Hmmmm ... well, I suppose I hadn't thought of making such a distinction, kresge.  But I guess if I had to do so, I would say that I was talking about from the beginning (whenever that was!) ... however, I was probably thinking that that was indeed at the time of the Western colonization of Africa (the 15th Century).

I am talking about the intrusion (mainly of Christianity and Islam, but of other 'outside' religions, as well) into the millennia-old traditional ways of African reverence.

However old Christianity is in Africa, it doesn't pre-date the religion that was already a part of African culture.

Kinda like Columbus discovering America.
Reference:
Christianity in Africa is as old as Christianity itself. The Christian church had spread to eastern and northern Africa by the second century CE. The remnants of these communities constitute the Coptic and Orthodox Christian churches of Egypt and Ethiopia. Also, many of the early "church fathers" were African - Origen, Tertullian, Augustine, etc. If they showed up today, they would be considered Black.

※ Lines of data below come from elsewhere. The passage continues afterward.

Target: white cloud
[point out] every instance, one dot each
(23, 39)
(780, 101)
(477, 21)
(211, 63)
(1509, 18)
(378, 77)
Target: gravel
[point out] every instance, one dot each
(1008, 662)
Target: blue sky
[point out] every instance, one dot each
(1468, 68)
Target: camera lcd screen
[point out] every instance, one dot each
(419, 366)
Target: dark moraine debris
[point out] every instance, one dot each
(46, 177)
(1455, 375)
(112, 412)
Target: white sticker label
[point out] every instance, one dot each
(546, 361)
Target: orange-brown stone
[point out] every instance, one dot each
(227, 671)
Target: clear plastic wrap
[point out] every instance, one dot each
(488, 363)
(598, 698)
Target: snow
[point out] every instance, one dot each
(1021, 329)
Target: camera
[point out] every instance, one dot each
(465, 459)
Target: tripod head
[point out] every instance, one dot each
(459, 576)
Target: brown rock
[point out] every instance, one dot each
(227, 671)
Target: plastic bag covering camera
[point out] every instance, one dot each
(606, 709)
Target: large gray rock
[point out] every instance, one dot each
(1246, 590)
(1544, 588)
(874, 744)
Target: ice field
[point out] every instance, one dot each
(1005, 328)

Moreover, the some of the earliest Christian martyrs included African women - Perpetua and Felicity.

Nice reading Kresge...thanks for posting it
Don't forget 'Mother Mary'.

Not the mother of Jesus Christ.

The mother of St. Augustine.

She was 'the African of origin'.

She is highly revered in the Catholic Church.

She is never...never...ever...acknowledged for her African..probably...Morrocan...ancestry.

We must realize that 'The Dark Ages' of reference in European history is that period coincident with Moroccans conquering of the Iberian Peninsula (Spain and Portugal).

This 'planting' has been going on since the European could write.
Reference:
We must realize that 'The Dark Ages' of reference in European history is that period coincident with Moroccans conquering of the Iberian Peninsula (Spain and Portugal). This 'planting' has been going on since the European could write.
Amen!  Also the dark ages for europe wasn't necessarily dark for other continents.
This is a big deal the nation of Uganda, which is about to pass anti-homo laws is totally 'Family' inspired. If you do not know who the Family is, then it would do you good to know who they are, because they actually are trying to take over the world.

These people do not believe in freedom as much as they do the divinity of their leadership, and that belief is a very dangerous thing, almost Hitleresque if you ask me. They are so in this that the moral failings of the member of the Family, like, Mark Sanford (did he compare himself to David of Israel) are overlooked, by them because of the divinity of his calling into the government by God. It is not enough that they fuck up America with that bullshit, but they are and have been fucking up Africa with it.